The first thing he did was follow the cautious precept of Joshua: “I want two men to spy out the enemy,” and he designated a curious pair—Tjaart van Doorn, whom he trusted because of his determined commandos against the Xhosa, and Balthazar Bronk, who had behaved so badly in previous battles. He wanted Tjaart because he knew how to fight, Bronk because he was a clever, wily man.

Together the two men left Blaauwkrantz, eased themselves cautiously northward, and returned to camp with the somber news that Dingane had begun to assemble his regiments for a massive strike: “He will have twelve thousand men to throw against us. How many will we have?”

Pretorius, like Joshua, had gathered all available soldiers, and he told them, “The odds against us will be thirty-to-one. But we will carry the fight to them. We will select the place of battle.”

Only five days after the arrival of this dynamic man, the commando was in motion. It consisted of four hundred and sixty-four men, with the usual complement of Coloureds and blacks. About half had fought against the Zulu in one capacity or another; half had never opposed any black regiment. With them they had sixty-four wagons, absolutely essential in the plan Pretorius had devised. In the forefront was the rebuilt
TC
–43, now a sturdy, clean war vehicle with reinforced sides and fourteen highly trained oxen who seemed to take pride in setting the pace; if another wagon threatened to assume the lead, these oxen quickened their steps to stay in front.

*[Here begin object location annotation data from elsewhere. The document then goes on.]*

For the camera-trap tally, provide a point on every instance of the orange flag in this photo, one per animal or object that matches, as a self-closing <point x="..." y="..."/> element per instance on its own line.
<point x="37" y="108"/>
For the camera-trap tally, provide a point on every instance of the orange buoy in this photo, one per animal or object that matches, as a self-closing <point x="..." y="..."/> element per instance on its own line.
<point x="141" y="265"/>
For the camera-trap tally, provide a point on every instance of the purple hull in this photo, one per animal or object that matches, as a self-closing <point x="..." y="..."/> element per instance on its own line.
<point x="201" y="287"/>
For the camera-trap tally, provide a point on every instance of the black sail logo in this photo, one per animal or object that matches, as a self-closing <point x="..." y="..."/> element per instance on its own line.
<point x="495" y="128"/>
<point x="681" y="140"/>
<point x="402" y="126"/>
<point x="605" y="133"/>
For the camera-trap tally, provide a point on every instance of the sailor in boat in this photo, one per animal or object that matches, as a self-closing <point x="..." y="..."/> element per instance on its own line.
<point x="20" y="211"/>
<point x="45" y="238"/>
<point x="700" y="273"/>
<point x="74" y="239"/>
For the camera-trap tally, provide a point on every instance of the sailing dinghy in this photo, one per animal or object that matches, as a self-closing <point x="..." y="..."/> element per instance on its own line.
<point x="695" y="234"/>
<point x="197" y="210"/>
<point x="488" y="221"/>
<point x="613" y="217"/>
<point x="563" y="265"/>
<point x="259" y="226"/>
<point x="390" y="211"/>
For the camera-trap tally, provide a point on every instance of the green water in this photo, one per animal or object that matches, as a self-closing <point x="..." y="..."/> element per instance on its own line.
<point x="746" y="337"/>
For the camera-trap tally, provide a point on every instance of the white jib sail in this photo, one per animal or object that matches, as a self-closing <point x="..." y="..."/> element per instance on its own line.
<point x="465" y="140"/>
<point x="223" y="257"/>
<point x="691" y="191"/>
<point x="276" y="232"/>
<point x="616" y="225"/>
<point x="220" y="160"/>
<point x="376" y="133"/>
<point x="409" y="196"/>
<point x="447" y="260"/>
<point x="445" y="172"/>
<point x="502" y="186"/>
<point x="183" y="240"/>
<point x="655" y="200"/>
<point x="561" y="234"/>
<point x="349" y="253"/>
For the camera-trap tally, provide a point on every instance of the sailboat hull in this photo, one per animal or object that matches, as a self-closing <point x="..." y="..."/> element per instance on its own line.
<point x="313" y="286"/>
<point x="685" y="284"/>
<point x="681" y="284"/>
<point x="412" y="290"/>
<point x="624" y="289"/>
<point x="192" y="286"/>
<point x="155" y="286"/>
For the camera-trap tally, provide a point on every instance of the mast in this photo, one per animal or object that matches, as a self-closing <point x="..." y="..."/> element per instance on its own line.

By this swift movement General Pretorius appropriated tactical advantage; the battle would be fought where he decided, and on terrain favorable to his design. With brilliance he selected a steeply
banked corner where a deep gully joined a small river; and in this fortunate area he placed his laager beside a deep pool which recently had been used by hippopotamuses for their bathing (Seekoei Gat, the Boers called it, Sea-cow Hole). He was thus protected on the south by the deep gully, on the east by the hippo pool, and to the north and west by the chain of sixty-four wagons, which he lashed together with enormous thongs, trek chains and great accumulations of thorn bush. At points along the perimeter, and positioned so they would face the maximum number of Zulu rushing to attack the laager, he placed four small cannon capable of firing an immense load of pellets, iron bits, chain links and rocks.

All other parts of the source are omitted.